Second, and tied in with this, we have too many less-than-cutting-edge and insufficiently creative and/or out-of-date consultants making a lot of money off of said crappy campaigns.
Third, our technology sucks in comparison to what Democrats have.
Fourth, growing portions of the electorate—Hispanic-Americans and Asian-Americans—either loathe us or just don’t like us.
Fifth, the party seems to have forgotten that it’s supposed to stand for something—by which I mean actual principles of some sort, and not just, say, the general bumper sticker concept that “OBAMA = BAD.”
Let’s tackle these in the same order Liz did, because I think there’s a logic to how she’s organized her (totally valid) complaints.
• The first and most obvious problem is of course the candidates. In politics, it’s said the “personnel is policy.” That is, no matter what an executive says he might do, the people he appoints to do the doing are the real test. You can talk like Teddy Roosevelt, but it won’t matter if you appoint Chuck Hagel. Similarly, the candidates a party fields are the party. They’re the ones voters see on the news and on their ballots. So you can’t nominate a Todd Akin while claiming you’re not the Stupid Party any more, and you can’t nominate Christine O’Donnell while telling everyone you’re the voice of sanity. There’s either something wrong with the GOP nominating process or with the candidates it attracts. Or both.
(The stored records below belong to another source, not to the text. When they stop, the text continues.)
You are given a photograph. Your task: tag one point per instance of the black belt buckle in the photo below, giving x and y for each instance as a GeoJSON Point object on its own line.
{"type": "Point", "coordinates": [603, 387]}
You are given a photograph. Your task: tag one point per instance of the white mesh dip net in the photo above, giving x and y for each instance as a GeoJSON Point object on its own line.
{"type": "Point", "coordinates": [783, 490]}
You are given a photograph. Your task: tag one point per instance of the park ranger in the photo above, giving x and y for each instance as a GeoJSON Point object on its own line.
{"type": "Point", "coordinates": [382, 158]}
This isn’t an intractable problem, but it’s one on which the GOP rank and file need to do some very deep soul-searching.
• Solving the consultant problem is easy: Stop hiring expensive losers. Hire young, hire hungry. Let Karl Rove go back to head-counting in strategic Ohio counties on his own time.
• The tech problem is no different, really, than the consultant problem. The solution is the same, too: Hire young, hire hungry.
The last two items are intertwined to such a degree that they might just be two sides of the same coin.
• Why do America’s fastest-growing minority groups have such disdain for the GOP? Part of the reason is self-inflicted. There is a small-but-vocal anti-immigrant wing of the party. Immigrants — unexpectedly! — are turned off. Hispanics especially so, since the worrisome border is the one we share with our Spanish-speaking neighbors in Mexico. It becomes very easy for the Democrats to paint the entire party as secretly (or not-so-secretly) racist. That the Democrats have done so with such effectiveness shouldn’t surprise anyone who has watched the Left play its identity-politics game. Immigrants and minorities dovetail very nicely into one democratically delivered verdict: The GOP hates us.
• Liz is dead-on right about the bumper-sticker level Obama hate. I’m not saying the feeling isn’t without cause, but it fails as tool for winning elections. I know we like to say the race card has been overplayed, but that just isn’t true. The O-hate also dovetails nicely into the “GOP hates us” meme. But in the absence of fighting for principles, there’s no way for Republicans to battle that meme.
There’s nothing anti-immigrant or anti-Asian or anti-anybody about the things the Republican Party is supposed to stand for. Small-government is not bad for Hispanics. Low taxes don’t hurt the Vietnamese. Cutting regulations never stopped anyone from pursuing their own happiness. Nobody ever went broke paying for their own condoms. I think.
But the GOP hasn’t stood for these things, not effectively anyway, for a quarter century now. And unlike the Democrats, they don’t have a century of experience with winning elections via dependency and division. And that’s why Republicans are so cringe-worthy when they try to act like Democrats.
And a party that stands and fights effectively for positive values, becomes much more immune to the crazies and the idiots who can win primaries but inevitably lose elections.
Republicans have about a year to figure this stuff out, if they want to make progress in 2014. And if they can’t figure it out in three years, I’d like to introduce you to Madam President Clinton, and reintroduce you to Madam Speaker Pelosi. Together with Still Majority Leader Reid, they’ll make sure the next four years are just as bad as the previous eight.